Discussion
This study examined the association between perinatal and early-life factors and asthma control in newly diagnosed preschool children with asthma. Our findings suggest that perinatal factors such as antibiotic use, gestational diabetes, smoking in pregnancy, C-section birth and summer birth, as well as hospitalisations for respiratory illness in early life increase the risk of partly or uncontrolled asthma in preschoolers. These results underline the significance of maternal perinatal health and the lasting effects of early-life experiences on lung development and disease programming.
To our knowledge, this is the first study looking at a paediatric cohort with asthma where C-section delivery was linked to poor asthma control. The causes of childhood asthma are complex, but several links have been established between perinatal events and asthma development. C-section birth increases the susceptibility to early childhood asthma26 which is suggested to be due to an underdeveloped gut microbiota composition in the infant.27 28 Antibiotic use during pregnancy29 and early childhood30 are also known to disrupt the composition of the gut microbiota in children. We found that antibiotic use in early childhood appears to have a larger impact on asthma disease programming than fetal exposure: in our cohort of children with asthma, maternal antibiotic use during pregnancy was associated with a slight increase in the risk of partly controlled asthma (aRR: 1.11); however, we saw a higher likelihood of uncontrolled asthma in children who had antibiotics dispensed between 30 days of life and prior to their asthma diagnosis (aRR: 1.32). A large proportion of the antibiotics dispensations in children were associated with a healthcare encounter for respiratory disease but the associations between antibiotic use both during pregnancy and in childhood remained significant following adjustment for respiratory illness resulting in hospitalisation in early life. Furthermore, breastfeeding in early life can attenuate the risks of asthma and allergic disease associated with the suboptimal microbial colonisation in response to both antibiotics31 and C-section delivery,32 33 but data on breastfeeding status in the infants were not available in this study.

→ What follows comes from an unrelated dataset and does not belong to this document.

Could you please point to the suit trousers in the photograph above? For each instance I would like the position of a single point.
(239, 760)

Another condition which has also been linked to asthma development in the child is gestational diabetes.34 ,35 The results from the current study show a considerable increase in the risk of uncontrolled asthma in the offspring when the mother had gestational diabetes (aRR: 1.41), suggesting that hyperglycaemia in pregnancy may be also a determinant of asthma disease programming in the child. As clinical details on disease severity or disease management of women with gestational diabetes were not available, this study could not further explore separate subanalyses based on level of hyperglycaemia or treatment options. Mothers with gestational diabetes, especially those with more severe hyperglycaemia or elevated fasting glucose,36 are more likely to give birth to LGA infants, but we did not find a relationship between birth weight percentiles and asthma control in preschoolers. The impact of hyperglycaemic severity and/or treatment options on asthma control in early childhood warrants further investigation.

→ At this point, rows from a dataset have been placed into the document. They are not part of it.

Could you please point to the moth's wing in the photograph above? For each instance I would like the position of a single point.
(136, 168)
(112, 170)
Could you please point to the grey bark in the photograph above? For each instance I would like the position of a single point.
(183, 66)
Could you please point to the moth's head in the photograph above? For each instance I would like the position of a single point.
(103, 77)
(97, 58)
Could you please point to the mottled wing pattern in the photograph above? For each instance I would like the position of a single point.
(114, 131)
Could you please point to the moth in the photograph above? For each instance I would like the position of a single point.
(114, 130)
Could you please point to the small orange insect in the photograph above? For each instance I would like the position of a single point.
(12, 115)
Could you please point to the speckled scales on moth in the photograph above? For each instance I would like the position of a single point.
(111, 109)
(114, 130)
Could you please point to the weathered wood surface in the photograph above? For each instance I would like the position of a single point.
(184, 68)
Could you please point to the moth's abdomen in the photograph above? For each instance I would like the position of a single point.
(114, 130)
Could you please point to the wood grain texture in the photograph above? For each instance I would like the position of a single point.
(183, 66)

This study found that being born in summer was linked to a small increased risk of partly controlled asthma. This is possibly due to heighten susceptibility to seasonal virus infections as the natural nadir of maternal antibodies occurring 3–6 months after birth coincide with the start of viral season for children born in summer. Additionally, environmental factors such wildfires smoke that have become increasingly more common during the summer months.37 The association between birth season and asthma control has been studied before, with poor control being linked to winter births, an association that could be partly mediated by respiratory infections.38 However, we found that being born in winter was not associated with asthma control after adjusting for severe respiratory illness in the first year of life and other factors. Maternal smoking during pregnancy was only slightly associated with partly controlled asthma in this study, and no relationship was found with uncontrolled asthma. Further research is needed to examine the impact of indoor and outdoor environmental effects on respiratory health in early childhood, including postnatal smoking.
We acknowledge the following strengths and limitations. This large population-based cohort study derived from administrative health provided significant power. While asthma control could be conceptually considered an ordinal outcome, in the current study the proportional odds assumption was not met and multinominal regression was chosen as the more appropriate methods of analysis. We included all children with asthma according to a validated case-finding algorithm anytime before age 5.18 Of note, respiratory symptoms such as wheezing often occur in young children in the absence of a later asthma diagnosis and the case-finding algorithm has not been validated in children younger than 1 year of age. The use of administrative health data provided access to multiple perinatal and early-life exposures, avoiding sampling and recall biases and overcoming small sample size issues. However, some important variables were not available in the datasets, including maternal body composition during pregnancy,39 childhood weight,40 and breastfeeding,13 all of which have been linked to asthma development. Moreover, although this study focused on the perinatal period and early years, other factors such as maternal medical history, childcare attendance, pet ownership, physical activity, lifestyle choices and environmental exposures may have confounded the results.